Bonjour Micha, vous n'en êtes pas à votre coup d'essai avec l'USC, quel est le programme pour 2015 ?

Ultra Skate ChallengeL’idée n’est plus nouvelle maintenant. Lors de l'Ultra Skate Challenge Germany 2013 et du « petit » Ultra Skate Challenge 2014, cinq patineurs ont relié Göteborg à Koblenz. L'aventure de 2015 promet d'être éprouvante.

Quelques kilomètres supplémentaires vont s'ajouter, en comparaison avec les ultra-tours des années antérieures... pour un total de d'environ 1800 km à parcourir ! Les participants auront à faire face à presque 140 kilomètres par jour : un défi à roller pour nombre de patineurs.
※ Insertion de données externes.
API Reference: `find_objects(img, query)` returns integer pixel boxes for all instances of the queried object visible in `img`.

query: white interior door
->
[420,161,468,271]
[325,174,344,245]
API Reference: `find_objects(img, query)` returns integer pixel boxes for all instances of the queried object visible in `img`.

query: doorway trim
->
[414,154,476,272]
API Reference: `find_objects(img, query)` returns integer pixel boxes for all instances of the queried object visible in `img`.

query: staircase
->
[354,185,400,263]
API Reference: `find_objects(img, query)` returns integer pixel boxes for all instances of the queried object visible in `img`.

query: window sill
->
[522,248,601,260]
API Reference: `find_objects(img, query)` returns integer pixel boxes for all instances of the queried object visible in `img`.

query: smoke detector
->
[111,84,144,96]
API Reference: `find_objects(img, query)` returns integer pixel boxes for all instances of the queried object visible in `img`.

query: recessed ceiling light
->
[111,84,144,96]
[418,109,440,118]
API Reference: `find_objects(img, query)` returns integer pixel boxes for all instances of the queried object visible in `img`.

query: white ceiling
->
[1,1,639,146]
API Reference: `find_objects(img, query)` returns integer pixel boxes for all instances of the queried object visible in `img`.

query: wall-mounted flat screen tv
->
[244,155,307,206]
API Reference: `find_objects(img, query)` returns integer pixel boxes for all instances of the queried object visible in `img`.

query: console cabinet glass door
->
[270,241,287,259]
Il faudra attendre 8 étapes avant le premier un jour de repos.

Comment vous est venue l'idée d'emprunter ce parcours ?

Le tracé de l‘USC2015 est né de l’idée de patiner de mon lieu de résidence actuel à Fribourg vers ma ville natale Aachen. Le goudronnage de la Vennbahn il y a deux ans a rendu cette entreprise possible ! On peut désormais traverser la montagne de l‘Eifel. Ma recherche sur place l'a confirmé. Par contre, le trajet Fribourg-Aachen est d'un peu moins de 600 kilomètres (seulement), un peu court pour un Ultra Skate Challenge.

La deuxième inspiration à l’USC2015 est survenu grâce à une invitation au Rondje Ijsselmeer Markermeer 2014. Je n'ai pas pu y répondre pour des raisons d'agenda. Ce périple de 350 km autour de I’IJsselmeer ne se fait malheureusement pas en 2015. Cette manifestation aurait été sûrement une étape précieuse de l’USC2015.
Du coup, on découvrira de notre propre chef cette région extraordinaire. Les terres gagnées sur la mer au fil des siècles tout au long de la côte frisonne de la mer du Nord offrent un contraste du tonnerre avec les vallées des rivières françaises et allemandes que nous allons traverser avant d’y arriver.
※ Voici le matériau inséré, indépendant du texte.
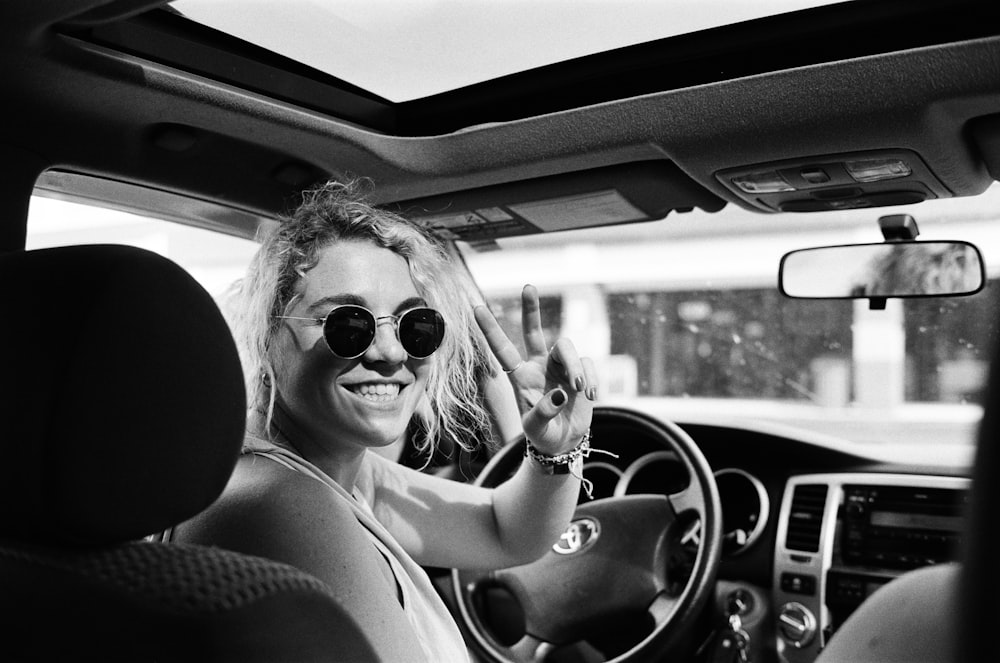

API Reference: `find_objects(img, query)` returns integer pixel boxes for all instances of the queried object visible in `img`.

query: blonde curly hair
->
[227,179,496,458]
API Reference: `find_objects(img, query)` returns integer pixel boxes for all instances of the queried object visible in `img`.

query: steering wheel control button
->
[781,573,816,596]
[778,601,816,649]
[552,518,601,555]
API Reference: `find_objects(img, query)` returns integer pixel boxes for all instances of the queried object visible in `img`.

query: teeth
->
[351,382,399,402]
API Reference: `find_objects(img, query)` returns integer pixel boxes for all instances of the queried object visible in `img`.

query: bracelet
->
[524,429,618,499]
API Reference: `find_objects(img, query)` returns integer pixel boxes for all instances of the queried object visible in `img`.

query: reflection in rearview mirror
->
[778,241,985,299]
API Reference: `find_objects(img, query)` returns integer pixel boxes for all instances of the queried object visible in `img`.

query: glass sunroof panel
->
[171,0,839,102]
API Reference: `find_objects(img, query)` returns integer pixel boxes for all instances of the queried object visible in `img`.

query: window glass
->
[26,196,258,298]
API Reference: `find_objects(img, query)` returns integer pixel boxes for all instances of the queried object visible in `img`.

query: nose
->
[363,316,408,364]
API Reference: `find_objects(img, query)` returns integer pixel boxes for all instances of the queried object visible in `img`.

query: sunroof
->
[171,0,839,102]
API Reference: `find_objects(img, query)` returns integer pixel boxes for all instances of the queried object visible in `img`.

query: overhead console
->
[716,150,952,212]
[773,474,969,663]
[385,159,725,249]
Vous partez de la capitale des Gaules...

Oui. Pour en faire un vrai USC, j’ai choisi Lyon comme point de départ. C'est une ville facilement accessible et peu éloignée des routes utilisables en roller. Elles mènent à des pistes déjà déjà connues qui nous dirigeront vers l’Allemagne. Les étapes 2, 3, 4 et 5 se déroulent donc sur un terrain en majorité connu et très beau.
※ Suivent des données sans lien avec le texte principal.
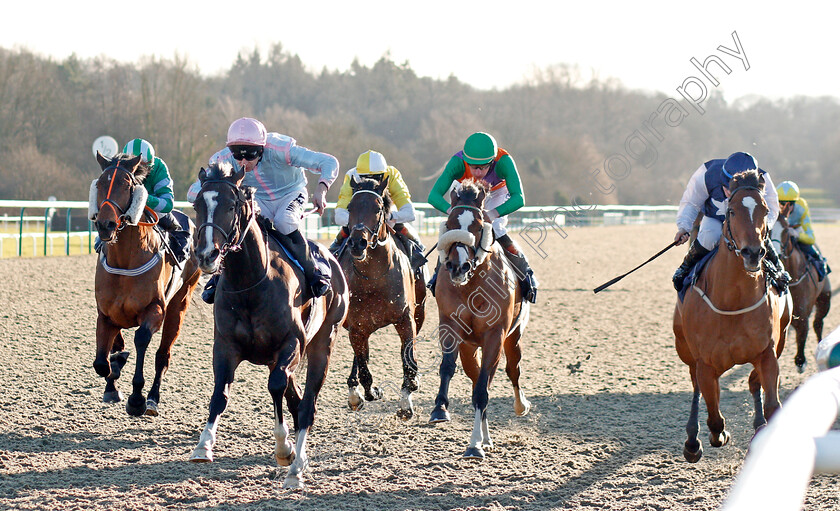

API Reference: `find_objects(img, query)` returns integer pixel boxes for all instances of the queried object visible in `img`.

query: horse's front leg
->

A l'exception des deux dernières étapes, les tracés de l’USC2015 sont définitifs. Il y a des parties de rêve et quelques unes moins plaisantes qui nous obligeront à une brève randonnée pédestre...

Partir à plusieurs, c'est un gage de sécurité ?

Grâce aux expériences accumulées les années précédentes, je sais comment ça marche. Le plus impressionnant est de se dire qu'il y a d'autres fous et folles qui partagent les même idées. Bien que nous soyons tous, d’une façon ou d'une autre, des individualistes, cette expérience reste plus intense, diversifiée et plaisante à plusieurs., C'est tout simplement une solution plus sûre. Un projet de ce type ne manquent jamais de situations où on constate que c’est beaucoup plus facile quand on peut s'entraider. Quelques fois, il suffit de prendre l'aspiration d'un autre patineur ou tout simplement de sentir sa présence au milieu d’une pampa inconnue qui semble ne jamais finir pour être rassuré.

Je sais, par ma propre et pénible expérience, qu'après des journées de patinage sans interruption, la concentration diminue et les sens ont parfois tendance à se disperser. Quand il arrive à ce moment-là, qu'un paysan sorte d'un champ avec une moissonneuse à grand vitesse, il vaut toujours mieux ne pas être seul !

Vous avez prévu des solutions de repli en cas d'intémpérie ?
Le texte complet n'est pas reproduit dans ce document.